Compare and contrast nominal, dichotomous, ordinal, and normal variables.

            Nominal, dichotomous, ordinal, and normal variables are measurements for distinct categories of variables. Each type of measurement explains how the categories impact the data set. Research is dependent on constant measurements of data sets. Providing specific information about the data set explains to the audience what type of categories are being measured. The measurements are different based on what the researcher is explaining. Morgan et al. (2021) advise that ordinal measures three or more categories and determines if they are equal. Ordinal is different from nominal because the determination of the categories is not part of the measurement.

In social science research, why isn’t it important to distinguish between interval and ratio variables?

            Morgan et al. (2021) explain interval variables as categories of data that are “different between levels are equal but have no true zero” (p. 49). Morgan et al. (2021) explain ratio variables as categories of data that are “different between levels are equal and there is a true zero” (p.49). Understanding the difference between interval and ratio variables is important in social science research to explain human behavior. Defining the type of measurement used to explain the behavior is important for the audience. Defining the type of measurement is how the researcher explains the research question and hypothesis.

What percent of the area under the standard normal curve is within one standard deviation of (above or below) the mean?

            The percentage of the area under the standard normal curve is within one standard deviation of the mean is 68 percent. The percentage of the area under the standard normal curve that is within one standard deviation above or below the mean is 34 percent (Morgan et al., 2021).

What does this tell you about scores that are more than one standard deviation away from the mean?

            The scores that are more than one standard deviation away from the mean need to have a conversion score associated with the value (Morgan et al., 2021).
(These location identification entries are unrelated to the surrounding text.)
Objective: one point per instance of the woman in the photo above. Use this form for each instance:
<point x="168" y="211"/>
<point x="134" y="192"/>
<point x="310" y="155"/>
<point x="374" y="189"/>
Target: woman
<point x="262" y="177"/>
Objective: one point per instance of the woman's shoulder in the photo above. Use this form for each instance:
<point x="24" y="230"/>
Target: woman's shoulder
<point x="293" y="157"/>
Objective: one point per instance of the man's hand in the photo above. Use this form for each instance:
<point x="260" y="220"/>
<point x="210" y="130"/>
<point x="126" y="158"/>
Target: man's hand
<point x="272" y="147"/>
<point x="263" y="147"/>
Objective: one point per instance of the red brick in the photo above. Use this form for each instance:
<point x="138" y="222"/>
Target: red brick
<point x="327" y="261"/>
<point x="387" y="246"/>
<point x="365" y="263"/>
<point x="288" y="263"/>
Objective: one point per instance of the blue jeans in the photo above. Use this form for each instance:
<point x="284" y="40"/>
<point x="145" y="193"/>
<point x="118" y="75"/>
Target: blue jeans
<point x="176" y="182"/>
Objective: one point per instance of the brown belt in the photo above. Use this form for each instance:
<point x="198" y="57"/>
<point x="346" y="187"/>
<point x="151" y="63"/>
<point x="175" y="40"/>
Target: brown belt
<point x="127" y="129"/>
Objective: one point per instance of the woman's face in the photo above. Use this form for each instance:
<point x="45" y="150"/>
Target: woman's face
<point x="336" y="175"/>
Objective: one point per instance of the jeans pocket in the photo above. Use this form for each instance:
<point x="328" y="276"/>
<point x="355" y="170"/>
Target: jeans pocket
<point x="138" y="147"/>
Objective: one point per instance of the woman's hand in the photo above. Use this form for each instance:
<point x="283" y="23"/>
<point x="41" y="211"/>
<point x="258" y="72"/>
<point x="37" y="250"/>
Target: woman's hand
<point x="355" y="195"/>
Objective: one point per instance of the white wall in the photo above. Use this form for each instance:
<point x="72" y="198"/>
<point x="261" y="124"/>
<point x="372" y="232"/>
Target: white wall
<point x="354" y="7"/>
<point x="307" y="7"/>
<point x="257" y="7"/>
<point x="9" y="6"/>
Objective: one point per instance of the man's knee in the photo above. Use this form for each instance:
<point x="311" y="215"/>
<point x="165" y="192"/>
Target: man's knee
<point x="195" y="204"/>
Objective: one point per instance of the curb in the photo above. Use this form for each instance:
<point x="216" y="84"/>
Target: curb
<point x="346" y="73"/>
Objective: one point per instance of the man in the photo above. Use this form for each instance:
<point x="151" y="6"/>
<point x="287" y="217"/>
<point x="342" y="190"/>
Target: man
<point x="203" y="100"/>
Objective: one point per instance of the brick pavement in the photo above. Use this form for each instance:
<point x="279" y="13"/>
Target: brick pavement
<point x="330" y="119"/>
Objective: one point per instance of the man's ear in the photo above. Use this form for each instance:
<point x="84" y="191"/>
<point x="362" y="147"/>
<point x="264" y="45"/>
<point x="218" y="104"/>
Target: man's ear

The conversions are referred to as z-scores.

How do z scores relate to the normal curve?

            Morgan et al. (2021) explain that z-scores are referred to as the normal distribution based on the number of deviations. The z-score explains how the curve remains to the right of the z-score value.

How would you interpret a z score of –3.0?

            A z-score of -3.0 is interpreted as – three standard deviations away from the mean.

What percentage of scores is between a z of –2 and a z of +2?

            The percentage of the score that falls between a z of -2 and a z of +2 is 95 percent.

Why is this important?

            Understanding that -1.0 and +1.0 must be equal because the curve has the same area on each side to represent a normal curve. Morgan et al. (2021) explain that values that fall beyond two standard deviations are rare.

Why should you not use a frequency polygon if you have nominal data?

            Frequency Polygon connects two points between the categories of data (Morgan et al., 2021). Nominal data explains two or more categories, but they are unordered. The Frequency Polygon would not represent the data accurately due to the type of information this graph provides.

What would be better to use to display nominal data?

            The best way to display nominal data is a bar graph.

 

References

Morgan, G., Leech, N., Gloeckner, G., Barrett, K. (2020). IBM SPSS for Introductory Statistics: Use and interpretation (6th ed.). Routledge.